The Federal Reserve Vice Chair for Supervision, Michael Barr, emphasized the importance of the discount window and the need to prioritize areas for improvement in the discount window's operations. The Fed is considering a partial limit on reliance on held-to-maturity assets in larger banks' liquidity buffers and potentially requiring larger banks to maintain minimum readily available liquidity tied to their uninsured deposits.

The enhancements to the liquidity regulations are intended to help strengthen firms' ability to manage liquidity shocks, thereby promoting financial stability and fostering confidence in the banking sector. The proposed changes will complement existing liquidity regulations like internal liquidity stress tests and the liquidity coverage ratio.

[1] Federal Reserve press release, “Federal Reserve Proposes Revisions to Leverage Ratio Buffers and Systemic Risk Surcharges,” June 30, 2023.

[2] Federal Register notice, “Proposed rule: Revisions to Leverage Ratio Buffers and Systemic Risk Surcharges,” July 15, 2023.

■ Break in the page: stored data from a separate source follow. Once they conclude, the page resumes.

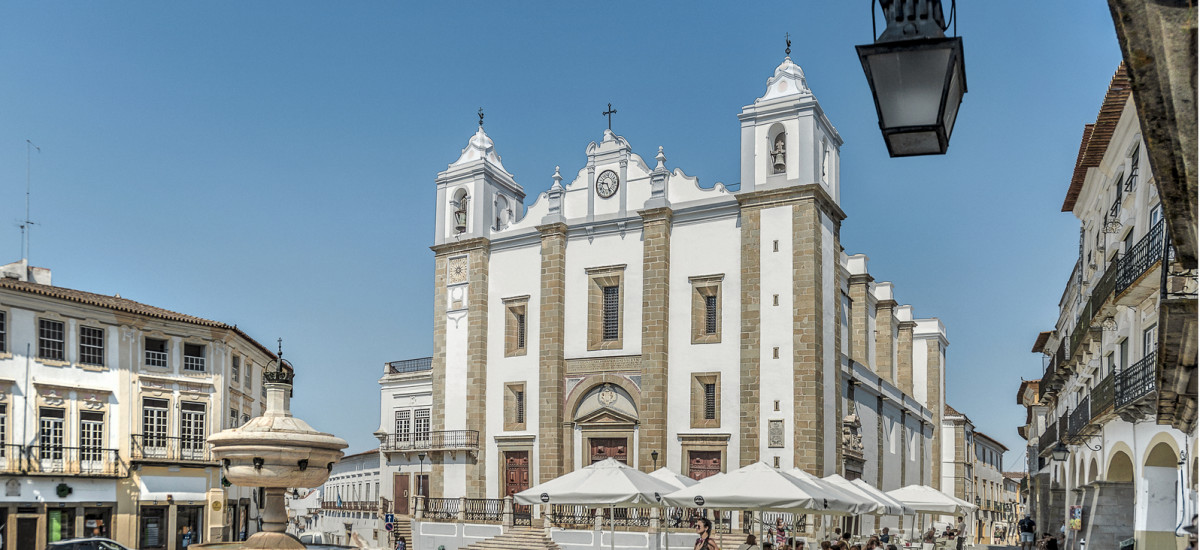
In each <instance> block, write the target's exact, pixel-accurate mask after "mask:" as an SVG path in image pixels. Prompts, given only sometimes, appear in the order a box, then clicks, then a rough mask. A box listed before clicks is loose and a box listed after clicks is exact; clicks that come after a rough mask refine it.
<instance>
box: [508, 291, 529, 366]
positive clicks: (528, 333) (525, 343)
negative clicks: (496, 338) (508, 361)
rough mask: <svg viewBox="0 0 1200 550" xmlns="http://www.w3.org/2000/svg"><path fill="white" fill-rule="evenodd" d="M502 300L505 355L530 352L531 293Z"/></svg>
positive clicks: (522, 354) (519, 354) (520, 353)
mask: <svg viewBox="0 0 1200 550" xmlns="http://www.w3.org/2000/svg"><path fill="white" fill-rule="evenodd" d="M502 301H503V303H504V357H518V355H524V354H527V353H528V352H529V294H526V295H518V297H512V298H504V299H503V300H502ZM518 316H521V317H523V318H520V317H518ZM522 329H523V330H524V334H523V335H522V334H521V330H522Z"/></svg>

  1. The proposed changes in the liquidity regulations by the Federal Reserve could have significant implications for the business sector, as they aim to closely link liquidity requirements to each bank's risk profile and systemic importance in the finance industry.
  2. The ongoing efforts by the Federal Reserve, such as the proposed adjustments to the Supplementary Leverage Ratio (SLR) and improvements in the discount window's functionality, are part of broader policy decisions influenced by both politics and general-news factors, including the need to manage systemic risk and promote financial stability.